Bölgede ve özellikle Yemen’de olanları, Şii yayılmacılığı olarak değerlendirmek, ya biraz üstün körü bir çözümlemenin sonucu ya da bölgeyi mezhep savaşına sürükleme gizli emellerinin bir sonucu olarak görülmelidir. Burada, savaşan piyonlar açısından tutunum ideolojisi mezhepler üzerinden şekillense bile, çatışmanın aslı çok daha grift bir yapıya dayanmaktadır. İran Şii olduğu için mi Husileri destekliyor?
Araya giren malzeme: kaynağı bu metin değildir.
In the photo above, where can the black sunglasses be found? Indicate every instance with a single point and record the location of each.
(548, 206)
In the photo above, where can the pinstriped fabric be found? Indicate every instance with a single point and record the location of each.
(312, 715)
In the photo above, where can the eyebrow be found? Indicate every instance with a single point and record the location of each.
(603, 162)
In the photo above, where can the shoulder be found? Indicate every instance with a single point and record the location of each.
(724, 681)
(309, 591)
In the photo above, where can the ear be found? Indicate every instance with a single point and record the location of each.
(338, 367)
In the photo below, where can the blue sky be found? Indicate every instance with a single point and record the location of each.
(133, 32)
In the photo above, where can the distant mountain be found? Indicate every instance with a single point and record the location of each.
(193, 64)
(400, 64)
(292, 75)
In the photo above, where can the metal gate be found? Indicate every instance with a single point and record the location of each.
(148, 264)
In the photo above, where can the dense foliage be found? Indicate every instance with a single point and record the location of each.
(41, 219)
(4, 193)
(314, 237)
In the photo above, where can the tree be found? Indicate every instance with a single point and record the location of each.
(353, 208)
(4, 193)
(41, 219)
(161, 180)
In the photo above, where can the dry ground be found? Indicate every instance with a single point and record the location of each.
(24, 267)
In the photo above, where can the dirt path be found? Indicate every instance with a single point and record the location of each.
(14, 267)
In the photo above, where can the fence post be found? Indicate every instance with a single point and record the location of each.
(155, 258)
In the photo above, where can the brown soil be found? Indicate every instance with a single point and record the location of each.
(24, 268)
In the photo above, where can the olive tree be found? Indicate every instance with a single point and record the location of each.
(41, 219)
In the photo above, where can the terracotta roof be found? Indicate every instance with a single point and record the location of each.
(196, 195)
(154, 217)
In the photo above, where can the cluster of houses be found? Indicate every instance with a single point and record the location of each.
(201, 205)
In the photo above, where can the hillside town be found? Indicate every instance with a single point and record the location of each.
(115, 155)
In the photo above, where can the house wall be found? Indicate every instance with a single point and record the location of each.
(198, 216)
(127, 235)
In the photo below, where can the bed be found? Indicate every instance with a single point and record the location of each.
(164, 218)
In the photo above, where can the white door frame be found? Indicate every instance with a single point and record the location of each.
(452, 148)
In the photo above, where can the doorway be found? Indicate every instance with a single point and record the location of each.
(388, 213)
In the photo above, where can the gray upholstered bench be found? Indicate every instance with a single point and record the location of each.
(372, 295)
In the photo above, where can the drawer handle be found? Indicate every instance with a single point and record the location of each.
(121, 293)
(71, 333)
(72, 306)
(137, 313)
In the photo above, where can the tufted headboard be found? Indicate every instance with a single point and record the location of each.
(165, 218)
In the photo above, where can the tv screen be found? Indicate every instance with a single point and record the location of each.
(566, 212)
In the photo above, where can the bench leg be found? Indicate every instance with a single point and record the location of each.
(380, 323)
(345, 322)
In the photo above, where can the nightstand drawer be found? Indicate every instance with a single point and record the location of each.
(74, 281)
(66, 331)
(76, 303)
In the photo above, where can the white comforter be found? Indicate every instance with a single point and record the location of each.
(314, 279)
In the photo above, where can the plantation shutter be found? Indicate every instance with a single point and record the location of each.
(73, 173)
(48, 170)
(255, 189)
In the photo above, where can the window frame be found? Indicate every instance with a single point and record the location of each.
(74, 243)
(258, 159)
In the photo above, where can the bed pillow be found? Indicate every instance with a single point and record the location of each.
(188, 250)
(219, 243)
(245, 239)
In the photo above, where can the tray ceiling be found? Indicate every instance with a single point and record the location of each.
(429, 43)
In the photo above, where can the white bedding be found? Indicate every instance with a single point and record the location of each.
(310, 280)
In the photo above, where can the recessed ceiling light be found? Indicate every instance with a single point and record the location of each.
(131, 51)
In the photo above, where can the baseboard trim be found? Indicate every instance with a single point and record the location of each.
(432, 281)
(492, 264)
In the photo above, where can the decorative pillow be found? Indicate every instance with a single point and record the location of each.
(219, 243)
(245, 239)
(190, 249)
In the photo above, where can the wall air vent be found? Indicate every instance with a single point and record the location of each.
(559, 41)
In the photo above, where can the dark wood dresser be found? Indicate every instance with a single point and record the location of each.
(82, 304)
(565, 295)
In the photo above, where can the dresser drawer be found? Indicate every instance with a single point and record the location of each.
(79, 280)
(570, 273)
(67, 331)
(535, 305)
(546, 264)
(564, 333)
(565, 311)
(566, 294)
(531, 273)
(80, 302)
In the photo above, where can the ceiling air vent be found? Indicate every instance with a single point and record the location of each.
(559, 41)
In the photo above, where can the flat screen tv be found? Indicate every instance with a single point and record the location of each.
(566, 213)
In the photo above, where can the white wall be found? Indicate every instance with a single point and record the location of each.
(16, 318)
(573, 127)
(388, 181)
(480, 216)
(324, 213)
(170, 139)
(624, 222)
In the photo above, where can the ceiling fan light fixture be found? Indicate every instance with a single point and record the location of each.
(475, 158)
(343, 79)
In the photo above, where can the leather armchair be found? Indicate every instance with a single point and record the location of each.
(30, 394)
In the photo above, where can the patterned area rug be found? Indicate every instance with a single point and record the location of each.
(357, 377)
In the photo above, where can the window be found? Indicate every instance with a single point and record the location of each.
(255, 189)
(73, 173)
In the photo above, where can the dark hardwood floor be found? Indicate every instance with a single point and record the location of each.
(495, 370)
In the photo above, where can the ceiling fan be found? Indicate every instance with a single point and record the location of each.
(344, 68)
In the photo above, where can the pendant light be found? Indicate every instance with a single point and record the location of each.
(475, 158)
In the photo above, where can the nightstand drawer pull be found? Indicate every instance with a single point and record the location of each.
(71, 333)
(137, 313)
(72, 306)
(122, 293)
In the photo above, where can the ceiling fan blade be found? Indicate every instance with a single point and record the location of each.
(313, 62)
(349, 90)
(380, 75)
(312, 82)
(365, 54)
Husiler Şii oldukları için mi ABD ve Körfez ülkeleri tarafından kınanıyor? Yoksa, İran, anti-ABD olduğu ve Şiilik üzerinden daha kolay etkileyebileceği için mi Husiler’i destekliyor? Ya da Husiler, anti- ABD, Anti-Suudi oldukları için mi bölgeden aforoz ediliyor? Ortodoks ve eski komünist Rusya, neden Yemen ve Ukrayna olaylarını birbirine benzetiyor? Anti-ABD olmasaydı Şiicilik yapmak için hiçbir mantıklı gerekçesi olmayan Rusya, neden Arap koalisyona karşı İran’ın tutumunu savunacağını söylüyor? Bu şekilde daha da uzatılabilecek sorulara bir çırpıda yanıt vermeyi ise, tarihsel imkanlar mümkün kılmıyor.
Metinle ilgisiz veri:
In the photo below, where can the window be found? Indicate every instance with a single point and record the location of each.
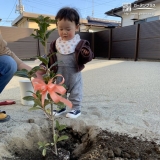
(149, 19)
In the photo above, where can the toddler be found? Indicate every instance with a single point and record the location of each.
(72, 53)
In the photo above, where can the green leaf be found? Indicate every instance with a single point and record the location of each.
(54, 64)
(46, 102)
(28, 98)
(64, 137)
(22, 73)
(44, 60)
(57, 125)
(38, 102)
(62, 127)
(47, 144)
(40, 143)
(44, 152)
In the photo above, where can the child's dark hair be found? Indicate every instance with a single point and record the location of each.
(68, 13)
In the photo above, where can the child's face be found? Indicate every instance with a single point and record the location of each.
(66, 29)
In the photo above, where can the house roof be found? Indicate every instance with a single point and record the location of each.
(102, 22)
(29, 15)
(113, 12)
(35, 15)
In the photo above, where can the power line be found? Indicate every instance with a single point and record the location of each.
(10, 12)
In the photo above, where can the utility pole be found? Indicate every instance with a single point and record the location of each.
(20, 7)
(92, 8)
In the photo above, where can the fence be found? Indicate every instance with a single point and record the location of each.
(25, 46)
(141, 41)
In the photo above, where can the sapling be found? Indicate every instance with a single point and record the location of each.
(46, 86)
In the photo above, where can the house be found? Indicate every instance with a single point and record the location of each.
(87, 25)
(137, 12)
(97, 24)
(23, 20)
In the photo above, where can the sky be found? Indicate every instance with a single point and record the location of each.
(93, 8)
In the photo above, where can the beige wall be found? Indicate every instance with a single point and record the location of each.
(23, 23)
(142, 14)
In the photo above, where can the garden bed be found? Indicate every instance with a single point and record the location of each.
(97, 145)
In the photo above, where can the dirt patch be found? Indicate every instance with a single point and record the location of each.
(93, 146)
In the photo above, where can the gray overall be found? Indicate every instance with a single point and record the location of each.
(73, 79)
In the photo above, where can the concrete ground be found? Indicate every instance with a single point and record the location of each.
(121, 96)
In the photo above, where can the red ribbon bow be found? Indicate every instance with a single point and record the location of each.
(52, 89)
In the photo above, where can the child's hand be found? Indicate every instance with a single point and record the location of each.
(85, 51)
(40, 73)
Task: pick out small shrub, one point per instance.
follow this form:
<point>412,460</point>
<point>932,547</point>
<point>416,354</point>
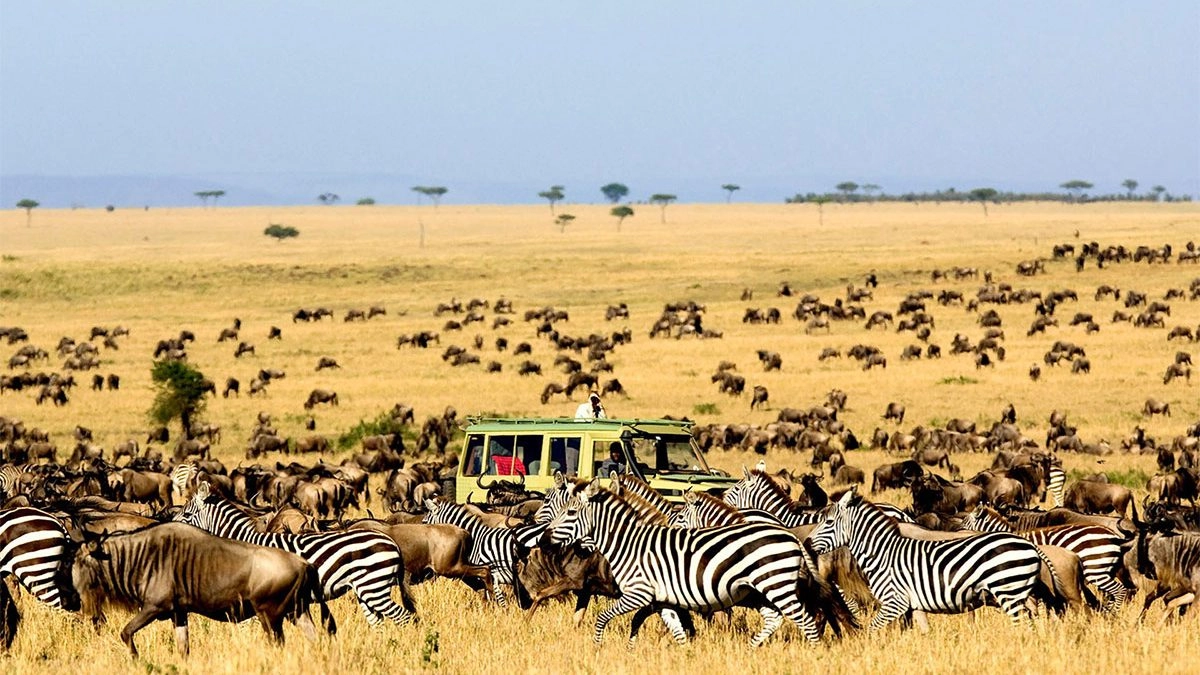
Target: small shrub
<point>382,424</point>
<point>958,380</point>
Ancak, tüm bunlar arasında ABD ile bağımlılık ilişkilerinden uzak eşitler dengesine dayalı bir ilişki kurmaya çalışan, kılık değiştirmiş ılımlı islamcı İhvan’ı çökertmiş, yeni Mısır’ın, burada Körfez ülkeleri ve ABD ile birlikte hareketmesi ise, bu tablonun açıklanması en zor kısımlarından birisi. Böylelikle, Mısır’ın bölgede Şiilik-Sünnilik üzerinden devam edecek bir mücadelede Sünniler tarafında olacağının sağlam işaretlerini alıyoruz. Ayrıca, Arap dünyasının ağabeyi olan Mısır’ın, Arap coğrafyasında etkinliğini her geçen gün arttıran, Kızıl Deniz üzerinden, sanal komşusu olacak bir İran’a tahammülü olmadığını da söylemek mümkün görülüyor. Mısır’ın tarihsel ve teknik konular nedeniyle, ABD ile arasına çok belirgin çizgiler çekemeyeceği ortada. Ancak, hiç kuşku yok ki, gözü kara, nükleer bir İran, bir de yayılmaya girişirse karşısında Suudi Arabistan’dan başka Mısır’ı da bulacak.
Kısacası, Yemen yalnızca Yemen değil, Yemen’de Ortadoğu’yu görüyoruz.